355 500 произведений, 25 200 авторов.

Электронная библиотека книг » Бруно Шульц » Трактат о манекенах » Текст книги (страница 2)
Трактат о манекенах
  • Текст добавлен: 15 сентября 2016, 03:11

Текст книги "Трактат о манекенах"


Автор книги: Бруно Шульц



сообщить о нарушении

Текущая страница: 2 (всего у книги 23 страниц)

Птицы

Пришли тоскливые желтые зимние дни. Порыжелую землю укрыла дырявая, потертая, куцая скатерть снега. Многим крышам его не хватило, и они стояли черные либо ржавые – гонтовые кровли и ковчеги, укрывающие в себе закопченные просторы чердаков, – черные обугленные соборы, ощетинившиеся ребрами стропил, ригелей и обрешетин, – темные легкие зимних бурь. Каждый рассвет открывал новые трубы и дымоходы, выдутые ночным ветром черные свирели дьявольских органов. Трубочисты не могли отбиться от ворон, которые, как черные живые листья, вечерами облепляли ветви деревьев около костела, вновь отрывались, трепеща крыльями, и наконец приклеивались каждая к своему месту на своей ветке, а с рассветом поднимались огромными стаями – колеблющимися и фантастическими тучами сажи, хлопьями копоти, пятная мерцающим карканьем мутно-желтые полосы рассвета. Дни зачерствели от холода и скуки, как прошлогодние буханки хлеба Их кроили тупыми ножами, без аппетита, с ленивой сонливостью.

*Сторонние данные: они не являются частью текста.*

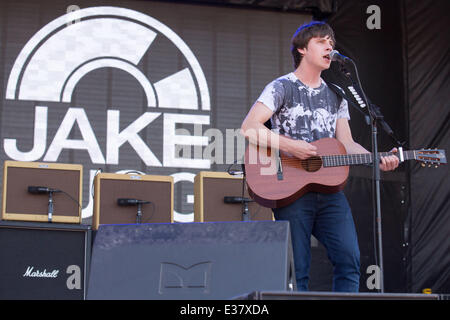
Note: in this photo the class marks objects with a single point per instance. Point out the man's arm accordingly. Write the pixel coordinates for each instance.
(344, 135)
(256, 132)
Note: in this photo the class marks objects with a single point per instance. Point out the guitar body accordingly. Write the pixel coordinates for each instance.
(274, 188)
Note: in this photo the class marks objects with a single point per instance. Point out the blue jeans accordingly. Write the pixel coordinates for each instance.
(328, 217)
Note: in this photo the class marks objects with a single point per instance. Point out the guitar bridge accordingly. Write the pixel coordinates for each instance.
(279, 167)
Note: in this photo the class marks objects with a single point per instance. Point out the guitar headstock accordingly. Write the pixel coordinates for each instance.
(431, 157)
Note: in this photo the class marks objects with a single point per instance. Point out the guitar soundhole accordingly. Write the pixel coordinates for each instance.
(312, 164)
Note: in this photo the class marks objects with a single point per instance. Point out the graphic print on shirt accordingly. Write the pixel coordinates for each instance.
(301, 112)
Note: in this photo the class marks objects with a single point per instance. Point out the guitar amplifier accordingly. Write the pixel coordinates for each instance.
(154, 192)
(20, 203)
(210, 190)
(44, 261)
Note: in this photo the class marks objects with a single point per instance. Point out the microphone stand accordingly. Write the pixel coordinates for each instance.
(139, 214)
(375, 117)
(50, 206)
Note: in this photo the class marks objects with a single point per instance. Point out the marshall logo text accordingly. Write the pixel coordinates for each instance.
(40, 274)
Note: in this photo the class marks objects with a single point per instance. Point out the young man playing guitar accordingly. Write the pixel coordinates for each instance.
(302, 109)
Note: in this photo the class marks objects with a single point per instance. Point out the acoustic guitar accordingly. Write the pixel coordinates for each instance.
(276, 179)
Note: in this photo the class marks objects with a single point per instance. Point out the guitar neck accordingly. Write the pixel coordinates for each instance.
(363, 158)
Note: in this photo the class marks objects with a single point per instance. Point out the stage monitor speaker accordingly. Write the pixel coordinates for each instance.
(192, 261)
(20, 204)
(318, 295)
(156, 190)
(210, 189)
(43, 261)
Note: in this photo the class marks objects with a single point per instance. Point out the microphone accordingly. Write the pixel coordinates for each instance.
(236, 200)
(336, 56)
(41, 190)
(130, 202)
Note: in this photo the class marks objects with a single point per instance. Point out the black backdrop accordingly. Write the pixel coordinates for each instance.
(404, 69)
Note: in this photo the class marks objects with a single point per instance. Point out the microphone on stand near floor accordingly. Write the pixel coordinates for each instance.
(240, 200)
(133, 202)
(45, 190)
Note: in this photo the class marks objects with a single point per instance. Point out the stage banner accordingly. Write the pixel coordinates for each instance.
(147, 86)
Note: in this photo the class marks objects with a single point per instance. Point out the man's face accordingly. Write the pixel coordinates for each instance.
(317, 52)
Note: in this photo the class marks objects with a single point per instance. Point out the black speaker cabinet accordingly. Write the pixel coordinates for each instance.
(194, 261)
(210, 189)
(109, 187)
(21, 205)
(40, 261)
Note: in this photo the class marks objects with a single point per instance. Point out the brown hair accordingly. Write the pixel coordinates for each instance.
(305, 33)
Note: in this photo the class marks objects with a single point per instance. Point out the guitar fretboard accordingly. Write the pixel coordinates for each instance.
(363, 158)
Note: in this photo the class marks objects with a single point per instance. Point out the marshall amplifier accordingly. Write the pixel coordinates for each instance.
(40, 261)
(218, 197)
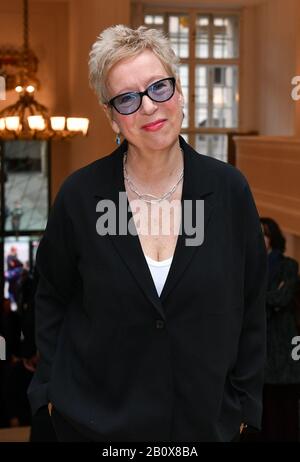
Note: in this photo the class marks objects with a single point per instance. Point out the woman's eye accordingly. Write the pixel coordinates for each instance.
(159, 86)
(126, 99)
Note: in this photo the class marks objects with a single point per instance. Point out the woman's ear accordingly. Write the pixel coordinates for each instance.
(113, 123)
(181, 100)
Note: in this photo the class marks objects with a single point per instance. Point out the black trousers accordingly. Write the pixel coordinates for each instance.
(65, 431)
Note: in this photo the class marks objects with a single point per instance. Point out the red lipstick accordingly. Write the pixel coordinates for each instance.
(154, 126)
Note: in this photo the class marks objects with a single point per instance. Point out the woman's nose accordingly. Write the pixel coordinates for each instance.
(148, 106)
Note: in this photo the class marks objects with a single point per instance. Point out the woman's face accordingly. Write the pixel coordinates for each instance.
(165, 119)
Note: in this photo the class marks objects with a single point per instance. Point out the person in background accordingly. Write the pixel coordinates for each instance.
(282, 373)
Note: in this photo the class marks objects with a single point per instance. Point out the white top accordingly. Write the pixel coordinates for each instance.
(159, 271)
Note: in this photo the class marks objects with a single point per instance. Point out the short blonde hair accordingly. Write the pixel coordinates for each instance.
(119, 42)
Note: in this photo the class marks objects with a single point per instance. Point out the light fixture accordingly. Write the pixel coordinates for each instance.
(27, 118)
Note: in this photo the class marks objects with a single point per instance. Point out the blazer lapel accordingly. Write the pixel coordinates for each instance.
(128, 246)
(198, 185)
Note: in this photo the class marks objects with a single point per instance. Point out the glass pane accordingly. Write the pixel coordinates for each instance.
(216, 96)
(225, 96)
(217, 36)
(184, 79)
(212, 145)
(225, 37)
(19, 259)
(201, 101)
(179, 35)
(26, 185)
(202, 37)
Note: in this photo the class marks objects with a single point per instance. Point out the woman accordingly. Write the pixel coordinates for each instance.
(150, 320)
(282, 375)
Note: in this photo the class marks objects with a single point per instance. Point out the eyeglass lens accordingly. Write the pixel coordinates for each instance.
(159, 92)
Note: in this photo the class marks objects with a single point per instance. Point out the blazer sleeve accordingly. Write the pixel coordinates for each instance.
(248, 377)
(56, 267)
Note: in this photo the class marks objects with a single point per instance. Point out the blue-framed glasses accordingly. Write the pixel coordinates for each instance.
(160, 91)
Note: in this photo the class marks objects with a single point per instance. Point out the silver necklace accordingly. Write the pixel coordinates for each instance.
(149, 198)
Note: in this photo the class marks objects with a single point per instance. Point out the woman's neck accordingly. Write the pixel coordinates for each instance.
(154, 167)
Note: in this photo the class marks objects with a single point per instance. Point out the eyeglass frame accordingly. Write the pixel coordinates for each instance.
(141, 94)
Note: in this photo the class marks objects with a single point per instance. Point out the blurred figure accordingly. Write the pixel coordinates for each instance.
(282, 374)
(12, 275)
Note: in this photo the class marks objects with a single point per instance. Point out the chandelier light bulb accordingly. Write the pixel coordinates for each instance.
(30, 88)
(36, 122)
(58, 123)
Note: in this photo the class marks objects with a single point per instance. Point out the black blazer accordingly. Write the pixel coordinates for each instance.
(124, 364)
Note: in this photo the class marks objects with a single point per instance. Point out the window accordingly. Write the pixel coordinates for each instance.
(208, 47)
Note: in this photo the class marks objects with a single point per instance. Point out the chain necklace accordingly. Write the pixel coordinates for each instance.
(149, 198)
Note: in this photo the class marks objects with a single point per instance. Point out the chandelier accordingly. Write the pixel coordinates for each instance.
(27, 118)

Отец уже не выходил из дома Он топил печи, изучал извечно непостижимую сущность огня, отведывал соленый, металлический привкус и вкусный, с ароматом копченостей запах зимнего пламени, холодную ласку саламандр, лижущих блестящую сажу в гортани дымохода. Во всякое время можно было увидеть, как он, устроившись на самой верхушке стремянки, что-то мастерил наверху, на карнизах высоких окон, возился с цепями и гирями висячих ламп. По примеру маляров он пользовался стремянкой, точно огромными ходулями, и прекрасно себя чувствовал в этой птичьей позиции рядом с рисованным небом, арабесками и птицами потолка. От практических дел он все больше и больше отдалялся. Когда мама, озабоченная и встревоженная его состоянием, пыталась втянуть его в разговор о делах, о приближающихся сроках платежей, он слушал ее рассеянно, беспокойно, а его отсутствующее лицо судорожно подергивалось. И бывало, он прерывал ее заклинающим жестом, бежал в угол, приникал ухом к щели в полу и, подняв оба указательных пальца, что говорило о величайшей важности исследования, вслушивался. Тогда мы еще не понимали печальной сути этих экстравагантных выходок, горестного комплекса, что вызревал внутри него.

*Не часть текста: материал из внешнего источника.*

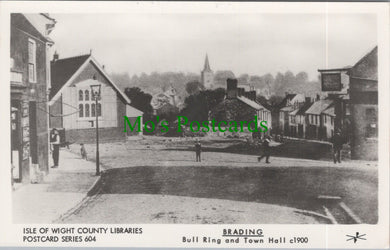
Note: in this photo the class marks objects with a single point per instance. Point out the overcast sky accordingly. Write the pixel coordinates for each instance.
(244, 43)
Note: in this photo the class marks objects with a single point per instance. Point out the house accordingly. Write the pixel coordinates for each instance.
(355, 93)
(301, 118)
(30, 79)
(320, 120)
(364, 107)
(241, 106)
(288, 104)
(73, 108)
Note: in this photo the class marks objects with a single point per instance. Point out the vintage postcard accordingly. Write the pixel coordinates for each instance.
(195, 124)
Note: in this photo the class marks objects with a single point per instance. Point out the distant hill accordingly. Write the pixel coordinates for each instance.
(156, 82)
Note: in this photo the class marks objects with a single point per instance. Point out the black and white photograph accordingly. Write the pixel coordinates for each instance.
(196, 117)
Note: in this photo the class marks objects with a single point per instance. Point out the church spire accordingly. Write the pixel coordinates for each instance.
(206, 64)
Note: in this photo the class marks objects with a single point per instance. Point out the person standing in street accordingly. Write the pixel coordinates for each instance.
(198, 150)
(55, 146)
(266, 149)
(337, 142)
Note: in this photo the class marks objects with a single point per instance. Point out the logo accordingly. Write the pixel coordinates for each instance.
(356, 237)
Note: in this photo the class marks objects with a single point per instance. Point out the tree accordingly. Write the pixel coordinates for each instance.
(193, 87)
(221, 75)
(139, 99)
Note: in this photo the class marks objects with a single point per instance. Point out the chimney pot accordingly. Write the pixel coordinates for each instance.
(56, 56)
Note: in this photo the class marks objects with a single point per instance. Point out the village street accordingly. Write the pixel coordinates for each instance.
(156, 180)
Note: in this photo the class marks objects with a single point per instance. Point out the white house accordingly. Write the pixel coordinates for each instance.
(73, 108)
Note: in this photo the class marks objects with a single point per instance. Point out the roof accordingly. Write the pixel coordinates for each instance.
(329, 111)
(251, 103)
(64, 71)
(319, 106)
(294, 112)
(367, 66)
(283, 103)
(287, 108)
(304, 108)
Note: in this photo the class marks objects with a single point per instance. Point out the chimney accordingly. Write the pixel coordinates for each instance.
(231, 88)
(55, 56)
(252, 95)
(241, 91)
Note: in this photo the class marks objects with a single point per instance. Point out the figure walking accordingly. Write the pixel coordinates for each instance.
(55, 146)
(198, 150)
(266, 149)
(337, 142)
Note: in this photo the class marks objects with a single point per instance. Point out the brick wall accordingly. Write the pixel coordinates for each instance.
(21, 32)
(362, 147)
(56, 111)
(89, 135)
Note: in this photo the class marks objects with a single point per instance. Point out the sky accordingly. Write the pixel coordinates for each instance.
(255, 44)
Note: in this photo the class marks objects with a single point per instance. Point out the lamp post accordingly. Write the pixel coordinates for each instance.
(95, 91)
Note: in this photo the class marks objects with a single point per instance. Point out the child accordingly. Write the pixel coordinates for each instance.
(83, 152)
(198, 150)
(266, 149)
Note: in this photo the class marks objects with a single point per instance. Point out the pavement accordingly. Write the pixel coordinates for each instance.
(61, 190)
(156, 180)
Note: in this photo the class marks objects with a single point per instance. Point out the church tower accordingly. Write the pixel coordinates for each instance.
(207, 74)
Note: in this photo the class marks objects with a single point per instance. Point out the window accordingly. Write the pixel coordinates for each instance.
(32, 70)
(372, 123)
(81, 110)
(93, 110)
(87, 106)
(99, 109)
(87, 110)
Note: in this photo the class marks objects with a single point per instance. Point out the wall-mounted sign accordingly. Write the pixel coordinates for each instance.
(331, 81)
(26, 134)
(26, 150)
(24, 109)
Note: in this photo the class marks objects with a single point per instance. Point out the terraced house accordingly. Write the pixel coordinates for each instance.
(30, 80)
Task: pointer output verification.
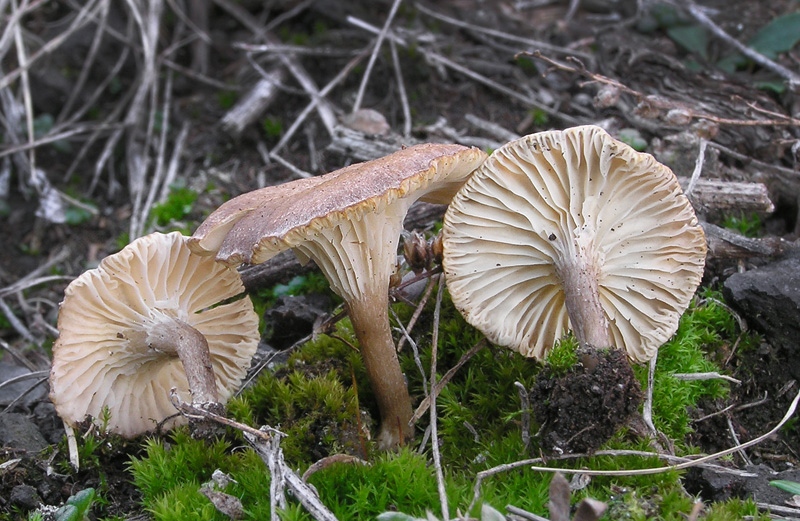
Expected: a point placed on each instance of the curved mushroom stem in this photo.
(178, 338)
(370, 319)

Мама не имела на него никакого влияния, зато он с большим почтением и вниманием относился к Адели. Уборка комнаты стала для него великой и важной церемонией, и он всегда присутствовал при ней, следя со смесью страха и наслаждения за манипуляциями Адели. Всем ее действиям он приписывал глубочайший символический смысл. Когда девушка молодыми смелыми движениями мела пол шваброй на длинной палке, он не выдерживал. Из глаз у него начинали течь слезы, лицо искажалось от беззвучного смеха, а тело сотрясали судороги оргазма. Его реакция на щекотку граничила с безумием. Стоило Адели протянуть к нему палец, изображая щекотку, как он и диком страхе мчался через все комнаты, с треском захлопывая за собой двери, а в последней падал навзничь на кровать и извивался в конвульсиях хохота, не в силах справиться с впечатлением от представившейся ему картины. Благодаря этому Аделя имела над отцом власть почти неограниченную.

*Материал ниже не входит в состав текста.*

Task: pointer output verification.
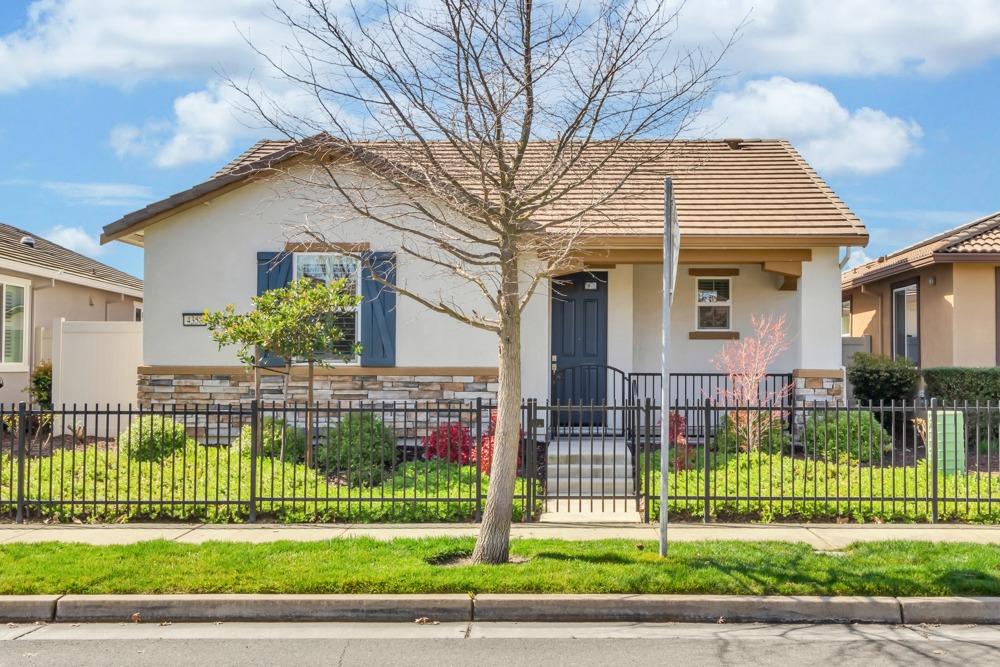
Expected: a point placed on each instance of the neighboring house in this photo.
(41, 281)
(761, 233)
(934, 302)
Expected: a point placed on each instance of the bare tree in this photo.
(491, 137)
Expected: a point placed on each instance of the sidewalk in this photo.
(818, 536)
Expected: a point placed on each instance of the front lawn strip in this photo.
(364, 565)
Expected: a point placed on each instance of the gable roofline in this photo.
(45, 259)
(754, 188)
(944, 247)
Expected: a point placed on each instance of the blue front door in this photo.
(580, 338)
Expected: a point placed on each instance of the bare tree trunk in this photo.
(309, 415)
(493, 543)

Тогда же мы впервые заметили у отца обостренный интерес к животным. Поначалу то была страсть охотника и одновременно художника, а возможно, и глубинная зоологическая симпатия живого творения к родственным, но таким отличным формам жизни, экспериментирование в неисследованных реестрах бытия. И только позднее дело приняло тот ненормальный, прискорбный, глубоко греховный и противоестественный оборот, о котором вообще лучше бы умолчать.

Началось с разведения птиц.

С большими трудностями и денежными затратами отец выписывал из Гамбурга, из Голландии, с африканских зоологических станций оплодотворенные птичьи яйца, которые подкладывал для высиживания под огромных бельгийских кур. Это было занятие исключительно занимательное и для меня – особенно когда вылуплялись птенцы, поражающие и видом, и окраской. И немыслимо было увидеть в этих монстрах с громадными фантастическими клювами, широко разинутыми сразу же после появления на свет, в этих алчно шипящих провалами глоток ящерах с тощими голыми телами горбунов будущих павлинов, фазанов, глухарей и кондоров. Помещенный в корзину, в вату, драконов этот помет вытягивал на тонких шеях слепые, бельмастые, чешуйчатые головы, безмолвно крякая немыми гортанями. Отец в зеленом фартуке ходил вдоль полок, как садовник вдоль тепличек с кактусами, и вызволял из небытия эти незрячие пузыри, пульсирующие жизнью, эти немощные утробы, воспринимающие внешний мир только в виде пищи, эти ощупью тянущиеся к свету наросты бытия. Через неделю-другую, когда эти почки жизни раскрывались для света, комнаты наполнялись красочным шумом, мерцающим щебетом новых жильцов. Они облепляли карнизы занавесей и выступы шкафов, гнездились в чаще металлических отростков и завитушек многоветвенных висячих ламп.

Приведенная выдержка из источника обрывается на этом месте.